TRANSFORMASINEWS.COM, JATIM. Komisi Pemberantasan Korupsi (KPK) memanggil tiga kepala dinas (kadis) di lingkungan Pemerintahan Provinsi Jawa Timur (Jatim) untuk menjalani pemeriksaan sebagai saksi dalam kasus suap terhadap DPRD Jatim.
Juru bicara KPK, Febri Diansyah, Senin (7/8), menyampaikan, ketiga saksi itu adalah Kadis Perkebunan Provinsi Jatim, HM Mochamad Samsul Arifien; Kadis Industri dan Perdagangan Provinsi Jatim, M Ardi Prasetiawan; dan Kadis Kelautan dan Perikanan Provinsi Jatim, Heru Tjahjono.
Penyidik akan memeriksa M Ardi Prasetiawan dan Heru Tjahjono sebagai saksi untuk tersangka Mochammad Basuki (MB), Ketua Komisi B DPRD Jatim. Sedangkan HM Mochamad Samsul Arifien saksi untuk tersangka M Kamil Mubarok, Anggota DPRD Provinsi Jatim.
Menurut Febri, Ardi dan Samsul sebelumnya telah dicegah pergi ke luar negeri untuk 6 bulan ke depan mulai pertengahan Juni 2017. Penyidik juga melakukan hal yang sama terhadap tersangka M Kamil Mubarok saat masih berstatus sebagai saksi.
Ardi dan Samsul sebelumnya memberikan uang suap ke Ketua Komisi B DPRD Jatim, Moch Basuki. Ardi memberikan uang Rp. 50 juta sementara Samsul menyerahkan uang Rp. 100 juta.
Pemeriksaan kali ini akan digali terkait setoran uang tersebut yang sebelumnya sudah disepakati antara Komisi B dengan sejumlah dinas yang jadi mitranya.
Untuk mengusut kasus ini, penyidik KPK telah memeriksa beberapa kepala dinas di antaranya Purnomo Hadi selaku Kadi Koperasi dan UMKM Provinsi Jatim, Kadis Pariwisata Provinsi Jatim, Zaenal Arif, dan lainnya.
Dalam kasus suap pengawasan kegiatan anggaran dan revisi Perda Nomor 3 Tahun 2012 tentang Pengendalian Ternak Sapi dan Kerbau Betina Produktif serta penggunaan anggaran tahun 2017 itu, KPK telah menetakan 7 orang tersangka.
Kasus ini terungkap setelah KPK melakukan operasi tangkap tangan (OTT) di wilayah Jatim. Dari OTT itu KPK menetapkan 6 orang tersangka dan menyita uang sejumlah Rp 150 juta yang ada di ruangan anggota DPRD Jatim.
Uang suap sejumlah Rp 150 juta itu diduga merupakan bagian dari pembayaran triwulanan kedua dengan total komitmen fee sebesar Rp 600 juta dari setiap kepala dinas yang menjadi mitra kerja Komisi B DPDR Jatim.
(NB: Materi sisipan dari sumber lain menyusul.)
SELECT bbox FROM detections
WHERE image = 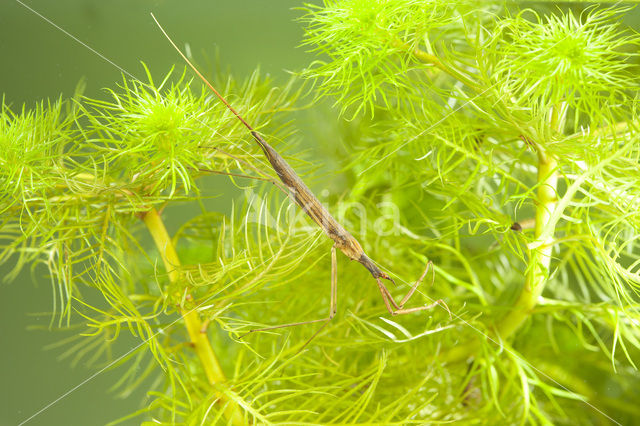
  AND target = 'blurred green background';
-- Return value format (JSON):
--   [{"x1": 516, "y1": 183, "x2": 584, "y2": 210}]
[
  {"x1": 0, "y1": 0, "x2": 326, "y2": 426},
  {"x1": 0, "y1": 0, "x2": 640, "y2": 426}
]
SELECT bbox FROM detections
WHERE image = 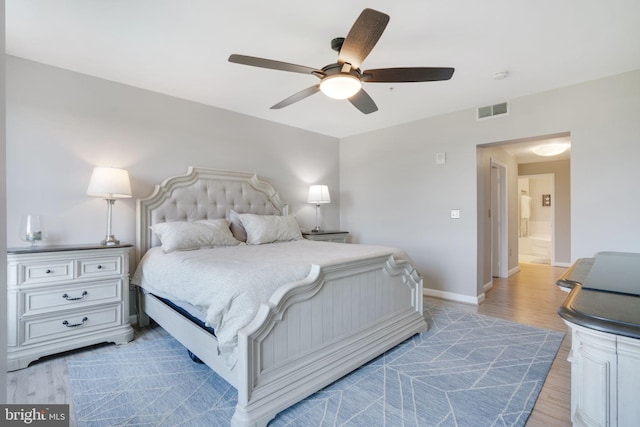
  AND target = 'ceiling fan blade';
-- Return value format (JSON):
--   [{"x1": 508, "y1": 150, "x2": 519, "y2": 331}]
[
  {"x1": 362, "y1": 67, "x2": 454, "y2": 83},
  {"x1": 271, "y1": 85, "x2": 320, "y2": 110},
  {"x1": 349, "y1": 89, "x2": 378, "y2": 114},
  {"x1": 338, "y1": 9, "x2": 389, "y2": 70},
  {"x1": 229, "y1": 54, "x2": 324, "y2": 77}
]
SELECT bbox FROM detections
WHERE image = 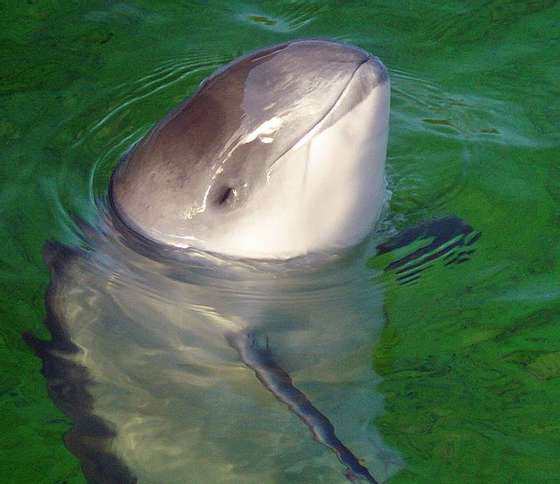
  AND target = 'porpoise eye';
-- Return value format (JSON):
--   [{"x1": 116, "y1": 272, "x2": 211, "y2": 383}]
[{"x1": 214, "y1": 186, "x2": 235, "y2": 206}]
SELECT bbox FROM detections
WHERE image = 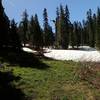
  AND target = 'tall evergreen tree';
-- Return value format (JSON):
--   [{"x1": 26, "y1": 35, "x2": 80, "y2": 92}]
[
  {"x1": 9, "y1": 19, "x2": 21, "y2": 49},
  {"x1": 96, "y1": 8, "x2": 100, "y2": 50},
  {"x1": 87, "y1": 9, "x2": 95, "y2": 47},
  {"x1": 43, "y1": 8, "x2": 53, "y2": 47},
  {"x1": 59, "y1": 5, "x2": 69, "y2": 49},
  {"x1": 55, "y1": 7, "x2": 61, "y2": 48},
  {"x1": 21, "y1": 10, "x2": 28, "y2": 46},
  {"x1": 31, "y1": 14, "x2": 43, "y2": 50},
  {"x1": 0, "y1": 0, "x2": 9, "y2": 47}
]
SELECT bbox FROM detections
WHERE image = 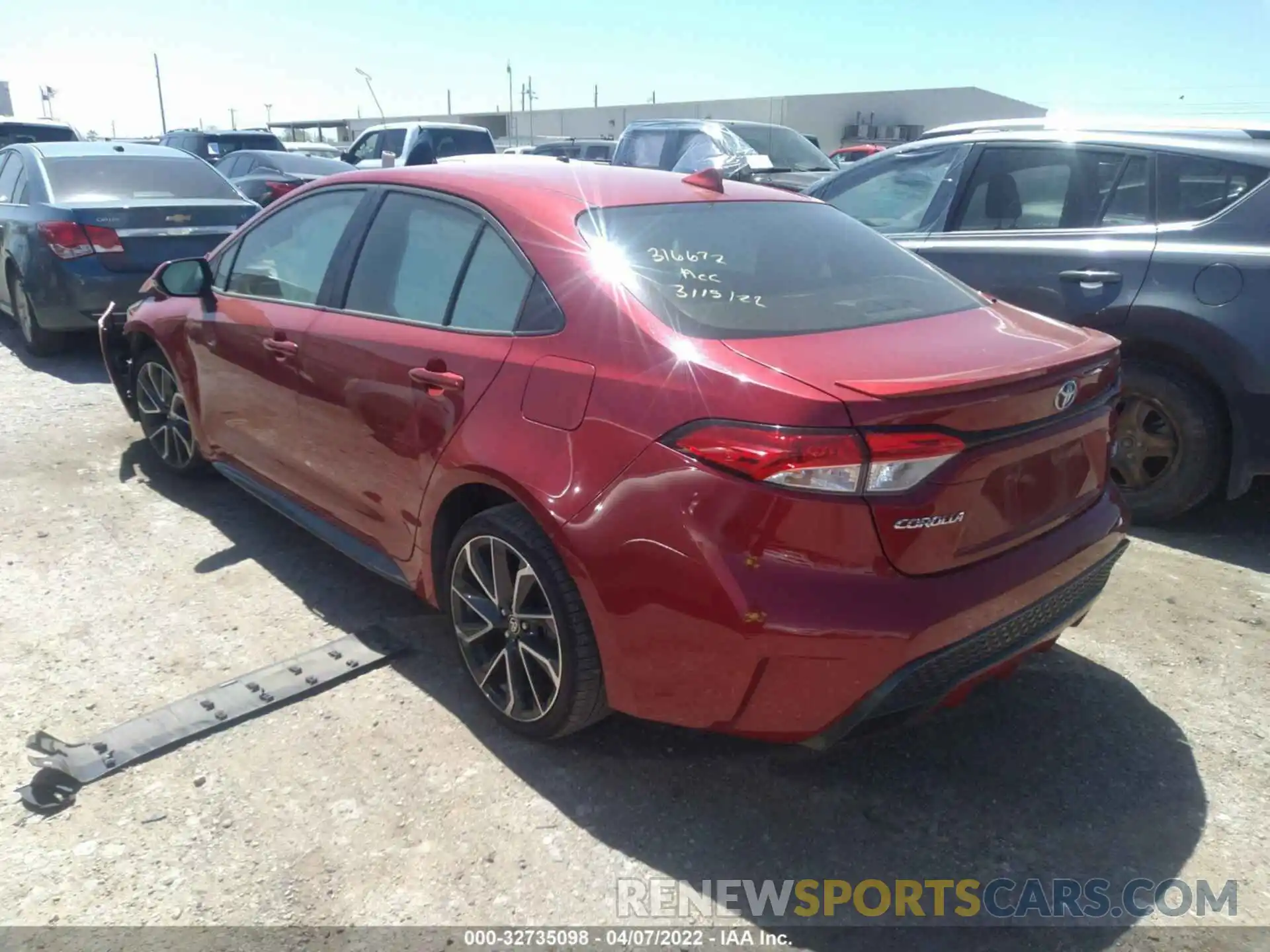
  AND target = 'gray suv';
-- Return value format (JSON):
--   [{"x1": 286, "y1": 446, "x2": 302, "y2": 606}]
[{"x1": 806, "y1": 131, "x2": 1270, "y2": 522}]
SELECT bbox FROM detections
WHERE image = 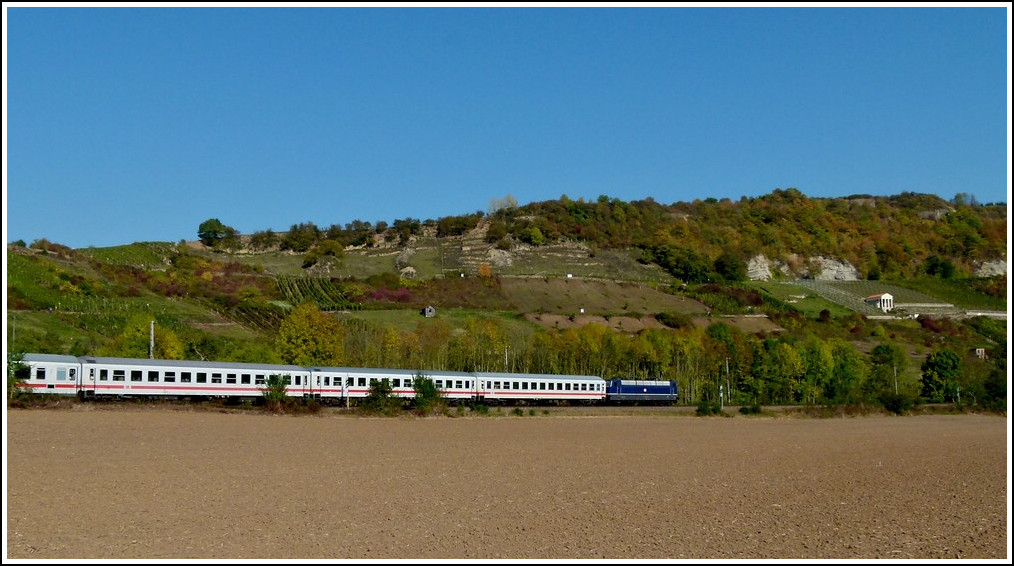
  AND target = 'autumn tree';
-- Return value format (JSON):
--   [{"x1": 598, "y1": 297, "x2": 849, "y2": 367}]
[
  {"x1": 278, "y1": 302, "x2": 344, "y2": 366},
  {"x1": 922, "y1": 350, "x2": 961, "y2": 403},
  {"x1": 197, "y1": 218, "x2": 239, "y2": 247},
  {"x1": 105, "y1": 314, "x2": 185, "y2": 360}
]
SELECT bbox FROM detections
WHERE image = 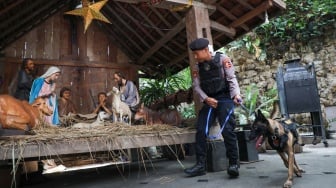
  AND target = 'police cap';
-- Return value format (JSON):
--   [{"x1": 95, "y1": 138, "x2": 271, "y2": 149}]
[{"x1": 189, "y1": 38, "x2": 209, "y2": 51}]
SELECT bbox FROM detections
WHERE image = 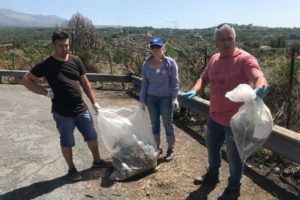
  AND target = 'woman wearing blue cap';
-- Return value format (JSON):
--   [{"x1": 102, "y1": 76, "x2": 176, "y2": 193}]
[{"x1": 140, "y1": 37, "x2": 179, "y2": 161}]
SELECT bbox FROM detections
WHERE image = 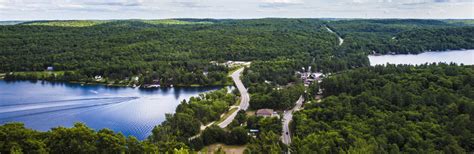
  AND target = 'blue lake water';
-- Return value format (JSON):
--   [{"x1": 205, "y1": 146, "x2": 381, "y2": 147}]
[
  {"x1": 0, "y1": 80, "x2": 220, "y2": 139},
  {"x1": 369, "y1": 50, "x2": 474, "y2": 66}
]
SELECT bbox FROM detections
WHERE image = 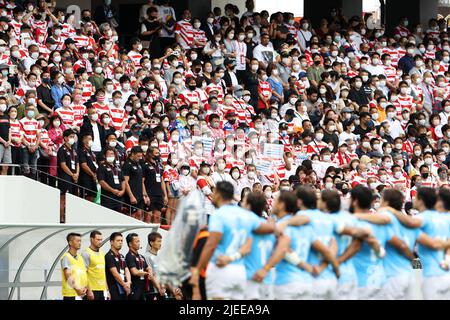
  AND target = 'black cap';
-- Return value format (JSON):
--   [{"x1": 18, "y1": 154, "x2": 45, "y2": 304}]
[{"x1": 63, "y1": 129, "x2": 77, "y2": 137}]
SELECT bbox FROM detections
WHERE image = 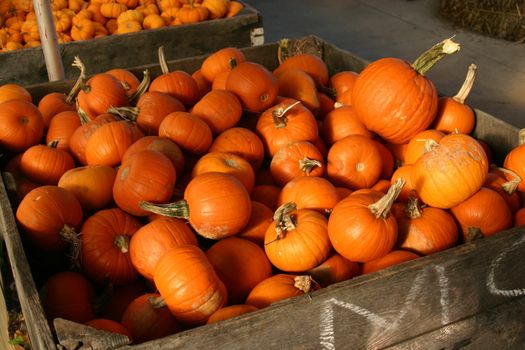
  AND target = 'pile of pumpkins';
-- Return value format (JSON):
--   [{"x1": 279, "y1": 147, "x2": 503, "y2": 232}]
[
  {"x1": 0, "y1": 0, "x2": 244, "y2": 52},
  {"x1": 0, "y1": 39, "x2": 525, "y2": 343}
]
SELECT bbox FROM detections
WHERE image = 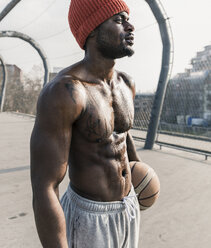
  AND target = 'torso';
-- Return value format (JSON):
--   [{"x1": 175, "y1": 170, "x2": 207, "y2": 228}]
[{"x1": 64, "y1": 71, "x2": 134, "y2": 201}]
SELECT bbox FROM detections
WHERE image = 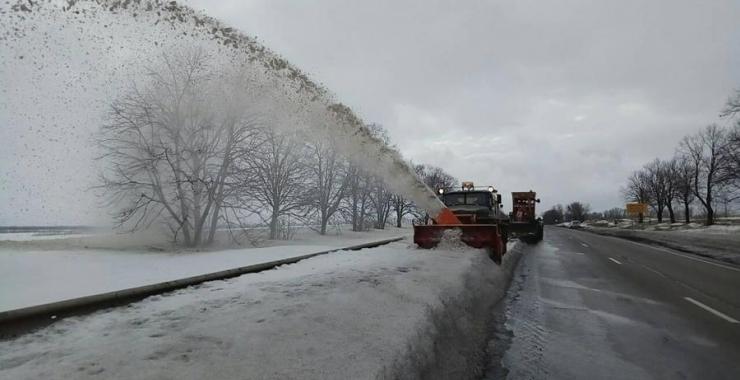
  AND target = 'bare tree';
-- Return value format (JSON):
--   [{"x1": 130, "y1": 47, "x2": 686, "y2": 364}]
[
  {"x1": 342, "y1": 164, "x2": 372, "y2": 231},
  {"x1": 370, "y1": 178, "x2": 393, "y2": 230},
  {"x1": 719, "y1": 89, "x2": 740, "y2": 118},
  {"x1": 673, "y1": 156, "x2": 694, "y2": 223},
  {"x1": 307, "y1": 137, "x2": 349, "y2": 235},
  {"x1": 565, "y1": 202, "x2": 591, "y2": 222},
  {"x1": 99, "y1": 51, "x2": 255, "y2": 246},
  {"x1": 414, "y1": 164, "x2": 458, "y2": 191},
  {"x1": 542, "y1": 205, "x2": 564, "y2": 224},
  {"x1": 391, "y1": 195, "x2": 416, "y2": 228},
  {"x1": 244, "y1": 129, "x2": 309, "y2": 239},
  {"x1": 679, "y1": 124, "x2": 727, "y2": 225}
]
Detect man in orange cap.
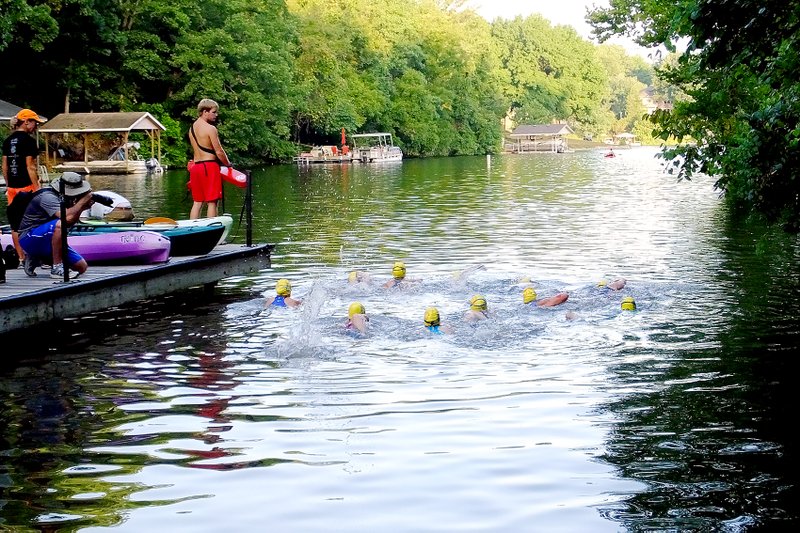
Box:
[3,109,45,261]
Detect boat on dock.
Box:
[0,243,273,335]
[350,133,403,163]
[0,231,171,265]
[292,132,403,165]
[78,214,233,244]
[69,222,225,255]
[292,144,353,165]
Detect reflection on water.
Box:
[0,148,798,531]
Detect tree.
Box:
[589,0,800,233]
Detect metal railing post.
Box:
[244,170,253,248]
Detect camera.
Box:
[92,193,114,207]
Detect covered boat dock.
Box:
[506,124,575,154]
[39,111,166,174]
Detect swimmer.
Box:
[344,302,369,333]
[383,261,419,289]
[424,307,453,335]
[464,294,489,322]
[619,296,636,311]
[597,278,627,291]
[347,270,372,284]
[264,278,303,307]
[522,287,569,307]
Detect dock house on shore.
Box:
[39,111,166,174]
[506,124,575,154]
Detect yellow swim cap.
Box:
[522,287,536,304]
[275,278,292,296]
[469,294,487,311]
[392,261,406,279]
[347,302,366,318]
[425,307,439,327]
[620,296,636,311]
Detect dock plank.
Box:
[0,244,274,334]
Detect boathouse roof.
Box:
[510,124,575,137]
[39,111,167,133]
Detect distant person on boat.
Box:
[2,109,46,261]
[344,302,369,335]
[383,261,419,289]
[423,307,453,335]
[264,278,303,307]
[522,287,569,307]
[464,294,489,322]
[19,172,94,279]
[189,98,232,219]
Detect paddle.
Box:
[144,217,178,226]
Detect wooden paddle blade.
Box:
[144,217,178,225]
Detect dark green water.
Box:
[0,148,800,531]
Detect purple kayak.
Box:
[0,231,171,265]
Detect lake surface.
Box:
[0,148,800,532]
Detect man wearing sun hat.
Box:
[19,172,94,279]
[2,109,45,261]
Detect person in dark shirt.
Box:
[2,109,45,261]
[19,172,94,279]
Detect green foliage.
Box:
[0,0,664,166]
[591,0,800,233]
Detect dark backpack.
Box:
[6,189,45,231]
Adapun enam orang tersangkanya yaitu Mochmmad Basuki; Kadis Pertanian Provinsi Jatim, Bambang Heryanto; Kadis Peternakan Provinsi Jatim, Rohayati; Ajudan Bambang Heryanto, Anang Basuki Rahmat; serta dua staf DPRD tingkat 1, Rahman Agung dan Santoso.
Setelah mengembangkan kasusnya, KPK kemudian menetapkan Anggota DPRD Jawa Timur, M Kabil Mubarok, sebagai tersangka setelah menemukan dua bukti permulaan yang cukup. KPK juga langsung menahan Kabil.
KPK menyangka Bambang Heryanto, Anang Basuki Rahmat, dan Rohayati selaku pemberi suap melanggar Pasal 5 Ayat (1) huruf a atau huruf b dan atau Pasal 13 Undang-Undang (UU) Nomor 31 Tahun 1999 sebagaimana diubah UU Nomor 20 Tahun 2001 juncto Pasal 55 Ayat (1) ke-1 KUHP.
Sedangkan untuk Mochammad Basuki, Santoso, Rahman Agung, dan M Kabil Mubarok selaku penerima suap disangkakan melanggar Pasal 12 huruf a atau b dan atau Pasal 11 UU Nomor 31 Tahun 1999 sebagaimana telah diubah UU Nomor 20 Tahun 2001 juncto Pasal 55 Ayat (1) ke-1 KUHP.